Das Kino schaut sich derzeit eine Menge vom Fernsehen ab. Das Aufsplitten von Stoffen in mehrere, nicht abgeschlossene Folgen etwa wird zur akzeptierten Tatsache – bei Twilight, The Hunger Games und jetzt auch Divergent. In den Superheld-Kosmen bilden sich sogar Konstruktionen, die an die “Showrunners” und “Writer’s Rooms” der US-Fernsehindustrie erinnern. Gleichzeitig erarbeitet sich das Fernsehen immer mehr Freiheiten und löst sich in den USA Stück für Stück von den klassischen Network-Formaten mit ihren festen Vorgaben für Längen, Staffeln und Werbepausen-Dramaturgie.

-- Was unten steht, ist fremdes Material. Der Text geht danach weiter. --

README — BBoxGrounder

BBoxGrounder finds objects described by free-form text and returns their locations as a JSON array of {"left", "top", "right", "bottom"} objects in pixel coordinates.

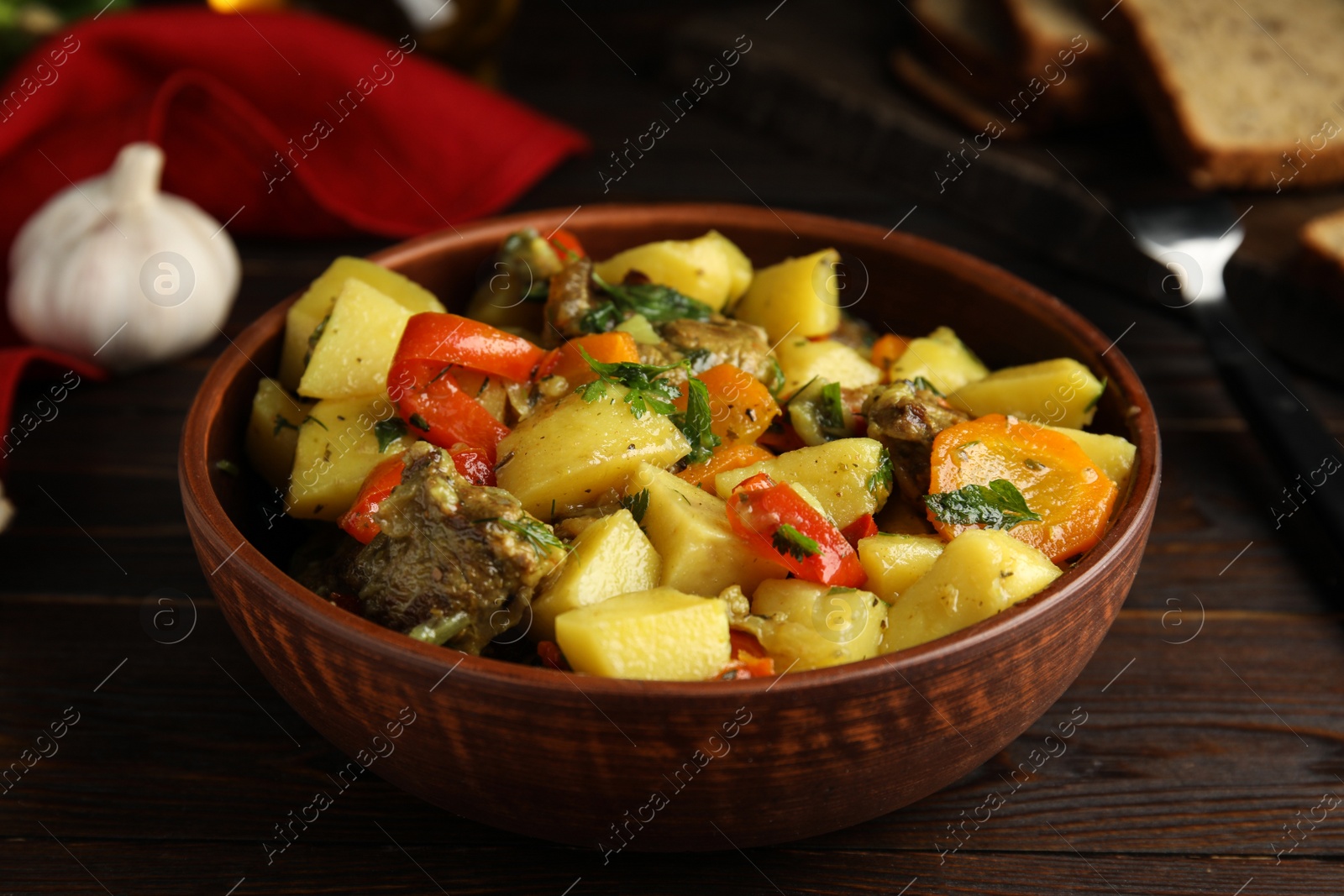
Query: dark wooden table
[{"left": 0, "top": 4, "right": 1344, "bottom": 896}]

Warum also nicht gleich ins Fernsehen? Von monetären Gründen jetzt mal abgesehen: hier sind vier Kinoereignisse, die sich meiner Meinung nach auf dem kleinen Bildschirm genauso wohl gefühlt hätten – wenn nicht wohler.
1. Harry Potter
Die Harry-Potter-Filme bilden – nach dem Marvel Cinematic Universe – die erfolgreichste Filmserie aller Zeiten, aber man muss nicht lange bohren, um zu der Meinung zu kommen, dass einige von ihnen als Filme im Vergleich zu den Büchern wirklich abstinken. Die Deathly Hallows wurden in zwei Teile geteilt, aber gerade die Bücher vier bis sechs leiden doch sehr darunter, dass viele hundert Seiten mit Mühe und Not in zweieinhalb Stunden gepresst werden mussten.
Dabei ist purer Plot mit Sicherheit nicht Joanne K. Rowlings starke Seite. Immer und immer wieder jagen Harry und seine Kumpanen diversen MacGuffins hinterher. Dabei sind der eigentliche Star der Bücher die Beziehungen der Figuren zueinander, zu der Welt um sie herum und besonders zu ihrer Vergangenheit. Dazu folgen die Romane noch bis Buch sechs den regelmäßig wiederkehrenden Ereignissen eines Schuljahres, das sich nicht ganz zufällig gut mit dem Zeitplan einer Fernsehsaison deckt. Harry Potter als Internatsserie, mit einem großen Cast aus Lehrern und Schülern, die alle echte Persönlichkeiten sind und nicht nur Stichwortgeber für die Hauptfigur. Und dazu der Season-übergreifende Plot rund um Voldemort und Co. Ich glaube, das könnte richtig gut werden.
2. The Godfather – Part II
Aus irgendeinem Grund muss The Godfather – Part II immer in der “Sequels, die besser sind als der erste Teil”-Diskussion als Beweisstück herhalten. Dabei gewinnt dieser zweite Teil hauptsächlich dadurch, dass er MEHR Handlung in einem Film bietet, als Teil eins. Ganz hinterhältig baut er eine zweite Zeitebene ein, die keinerlei direkte Auswirkungen auf die Handlung in der Jetztzeit hat.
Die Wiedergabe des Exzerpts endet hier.